Мы перешли в дом. В гостиной нас уже ждала Эдит в своем кресле-каталке. Когда мы вошли, она подняла серые проницательные глаза, словно желая прочесть на наших лицах то, о чем мы говорили. И так как мы не выдали себя ни малейшим намеком, она весь вечер оставалась замкнутой и неразговорчивой.
Я назвал «пустяком» просьбу Кекешфальвы — по возможности непринужденнее расспросить незнакомого мне врача, каковы шансы парализованной девушки на выздоровление; и в действительности, это дело, если смотреть на него со стороны, не требовало больших усилий. Но я даже затрудняюсь объяснить, как много означало это непредвиденное поручение для меня самого. Ведь ничто так не усиливало чувство собственного достоинства у молодого человека, ничто так не способствует формированию его характера, как неожиданно поставленная перед ним задача, осуществление которой зависит всецело от его собственной инициативы и его собственных сил. Разумеется, ответственность выпадала на мою долю и прежде, но всегда лишь служебная, воинская, неизменно сводившаяся к действиям, которые я, как офицер, должен был совершать, повинуясь приказу начальника и не выходя за пределы строго очерченного круга обязанностей, — например, принять командование эскадроном, обеспечить доставку груза, закупить лошадей, разрешить спор между нижними чинами. Все эти приказы и их выполнение были положены по уставу, все они предусматривались инструкциями — писаными или печатными; в сомнительных же случаях достаточно было обратиться за советом к старшему и более опытному товарищу, чтобы переложить на чужие плечи бремя ответственности. Но Кекешфальва обратился с просьбой не к офицеру, а к моему внутреннему «я», чьи способности и возможности, пока неведомые мне самому, еще предстояло обнаружить. И когда этот чужой человек, нуждаясь в помощи, из всех своих друзей и знакомых выбрал именно меня, его доверие доставило мне больше радости, чем все прежние похвалы начальства и товарищей.
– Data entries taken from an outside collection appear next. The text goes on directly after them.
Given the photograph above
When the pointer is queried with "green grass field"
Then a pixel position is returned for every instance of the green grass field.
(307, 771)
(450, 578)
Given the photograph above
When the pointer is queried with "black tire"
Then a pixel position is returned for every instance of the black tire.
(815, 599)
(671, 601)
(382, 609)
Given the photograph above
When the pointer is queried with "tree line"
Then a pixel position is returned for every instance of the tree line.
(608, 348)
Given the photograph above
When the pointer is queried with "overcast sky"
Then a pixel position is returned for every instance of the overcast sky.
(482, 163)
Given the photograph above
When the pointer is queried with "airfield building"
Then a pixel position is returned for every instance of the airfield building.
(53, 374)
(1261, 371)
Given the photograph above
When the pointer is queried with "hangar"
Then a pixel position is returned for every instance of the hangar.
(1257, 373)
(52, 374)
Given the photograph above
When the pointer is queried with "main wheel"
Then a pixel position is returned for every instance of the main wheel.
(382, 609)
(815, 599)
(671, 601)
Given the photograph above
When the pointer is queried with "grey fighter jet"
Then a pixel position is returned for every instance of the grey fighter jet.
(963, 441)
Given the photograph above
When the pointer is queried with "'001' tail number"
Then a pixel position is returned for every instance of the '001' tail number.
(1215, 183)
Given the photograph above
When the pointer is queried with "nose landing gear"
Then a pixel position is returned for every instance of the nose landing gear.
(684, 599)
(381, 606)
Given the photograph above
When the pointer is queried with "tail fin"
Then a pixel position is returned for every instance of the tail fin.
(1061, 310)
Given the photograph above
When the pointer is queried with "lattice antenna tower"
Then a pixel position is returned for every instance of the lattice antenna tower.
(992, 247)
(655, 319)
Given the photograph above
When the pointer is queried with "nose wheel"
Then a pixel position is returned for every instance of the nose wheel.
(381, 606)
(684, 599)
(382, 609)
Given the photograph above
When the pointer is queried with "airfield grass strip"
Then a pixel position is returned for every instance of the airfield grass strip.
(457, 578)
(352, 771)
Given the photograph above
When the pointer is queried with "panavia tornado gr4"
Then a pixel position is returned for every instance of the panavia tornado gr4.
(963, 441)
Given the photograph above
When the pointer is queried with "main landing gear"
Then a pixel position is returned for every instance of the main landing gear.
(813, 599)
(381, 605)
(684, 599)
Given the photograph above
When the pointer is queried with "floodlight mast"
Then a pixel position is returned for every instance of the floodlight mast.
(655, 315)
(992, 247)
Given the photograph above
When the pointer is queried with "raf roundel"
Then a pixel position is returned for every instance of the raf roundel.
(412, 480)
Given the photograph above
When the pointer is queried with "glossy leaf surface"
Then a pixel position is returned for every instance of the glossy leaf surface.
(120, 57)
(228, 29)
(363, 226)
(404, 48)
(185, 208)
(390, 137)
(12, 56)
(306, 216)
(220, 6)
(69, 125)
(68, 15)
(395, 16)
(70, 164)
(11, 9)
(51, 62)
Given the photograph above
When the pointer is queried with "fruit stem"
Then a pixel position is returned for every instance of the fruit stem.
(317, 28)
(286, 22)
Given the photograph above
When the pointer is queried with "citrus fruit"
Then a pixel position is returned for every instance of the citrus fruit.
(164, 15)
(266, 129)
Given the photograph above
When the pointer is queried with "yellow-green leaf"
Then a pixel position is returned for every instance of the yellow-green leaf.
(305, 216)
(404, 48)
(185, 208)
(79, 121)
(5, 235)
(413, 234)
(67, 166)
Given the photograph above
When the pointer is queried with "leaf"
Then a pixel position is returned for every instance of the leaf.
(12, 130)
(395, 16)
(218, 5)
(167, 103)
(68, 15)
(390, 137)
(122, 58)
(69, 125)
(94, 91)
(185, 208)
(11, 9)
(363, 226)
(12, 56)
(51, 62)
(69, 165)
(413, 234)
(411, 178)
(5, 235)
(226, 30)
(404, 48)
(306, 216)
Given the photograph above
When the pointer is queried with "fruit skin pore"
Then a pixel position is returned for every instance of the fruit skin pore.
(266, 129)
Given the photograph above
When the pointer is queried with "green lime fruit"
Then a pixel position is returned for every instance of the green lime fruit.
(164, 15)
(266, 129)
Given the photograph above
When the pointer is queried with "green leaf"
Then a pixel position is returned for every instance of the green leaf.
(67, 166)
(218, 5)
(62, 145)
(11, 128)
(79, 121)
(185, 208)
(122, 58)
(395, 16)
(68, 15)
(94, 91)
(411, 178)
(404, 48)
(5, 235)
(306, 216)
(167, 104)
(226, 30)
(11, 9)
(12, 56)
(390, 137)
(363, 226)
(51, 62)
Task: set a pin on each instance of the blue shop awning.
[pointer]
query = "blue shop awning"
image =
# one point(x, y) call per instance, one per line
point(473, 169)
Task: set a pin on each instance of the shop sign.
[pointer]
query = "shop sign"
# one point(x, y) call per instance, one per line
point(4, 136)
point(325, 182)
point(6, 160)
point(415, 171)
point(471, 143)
Правда, радость пришла вместе с некоторым замешательством, ибо она впервые открыла мне, каким нечутким и пассивным было до сих пор мое участие. Как мог я, бывая в этом доме, не задать самого естественного, само собой возникающего вопроса: надолго ли бедняжка останется парализованной? Способно ли врачебное искусство найти средство против этого? Какой позор! Ни разу я не спросил об этом ни Илону, ни отца, ни нашего полкового врача. Я воспринял недуг Эдит как совершившийся факт, как нечто непоправимое; тревога, которая уже много лет мучила отца, настигла меня внезапно, точно пуля. А что, если этот врач и в самом деле сможет избавить девочку от страданий! Если бы жалкие, скованные неподвижностью ноги снова обрели способность свободно и легко шагать, если бы это обиженное богом создание вновь смогло вихрем носиться по лестнице — вверх, вниз! — подгоняемое собственным смехом, в детском восторге и упоении! Я точно захмелел от этой мысли, представив себе, как мы вдвоем, втроем будем тогда скакать верхом по полям, как она, вместо того чтобы сидеть в ожидании в своей темнице, сможет встретить меня у ворот и пойти со мной на прогулку. Нетерпеливо считал я теперь часы, чтобы поскорее расспросить обо всем незнакомого врача, быть может, даже нетерпеливее, чем сам Кекешфальва; еще ни разу в жизни ни одна задача не представлялась мне такой важной.